Namun, ia menyoroti pentingnya peran bank milik daerah yang seharusnya menjadi hal yang utama bagi perekonomian daerah, terutama dalam menjaga kepercayaan publik.
“Kejadian seperti ini jelas menurunkan citra bank daerah. Masyarakat bisa mulai berpikir bahwa pengajuan kredit di bank daerah menjadi lebih mudah diakses namun dengan risiko tinggi, terutama karena pengawasan di internal bank dipertanyakan”, tambahnya.
Hairul Anwar mengungkapkan bahwa peristiwa ini berpotensi menurunkan kepercayaan masyarakat terhadap bank milik pemerintah.
Ia menekankan bahwa publik kini memiliki tuntutan lebih tinggi terhadap keamanan dana yang mereka simpan.
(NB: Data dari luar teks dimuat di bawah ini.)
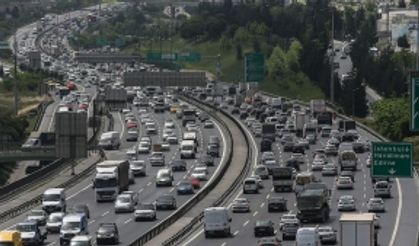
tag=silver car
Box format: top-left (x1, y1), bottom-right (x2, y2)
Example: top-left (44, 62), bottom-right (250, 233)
top-left (115, 194), bottom-right (135, 213)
Hairul Anwar juga menyayangkan masih digunakannya SPK (Surat Perintah Kerja) proyek sebagai jaminan untuk pengajuan kredit.
Menurutnya, SPK seharusnya tidak lagi dijadikan dasar untuk menjamin kredit, apalagi jika proyek terkait berada di luar wilayah Kaltim, yang artinya lebih sulit dikontrol.
“Jika SPK yang dijadikan jaminan terlambat dibayarkan, apa yang bisa disita? Inilah yang membuat kasus kredit fiktif dengan jaminan SPK menjadi sulit diantisipasi oleh bank, terlebih bank pemerintah,” ungkap Hairul.
Ia menilai kasus ini harus dievaluasi lebih mendalam pada kebijakan kredit di Bankaltimtara.
Hairul menekankan pentingnya kebijakan untuk memastikan bahwa jaminan yang digunakan dalam pemberian kredit dapat dipertanggungjawabkan.
Menurutnya, bank seharusnya memiliki kebijakan yang lebih ketat terkait jaminan kredit.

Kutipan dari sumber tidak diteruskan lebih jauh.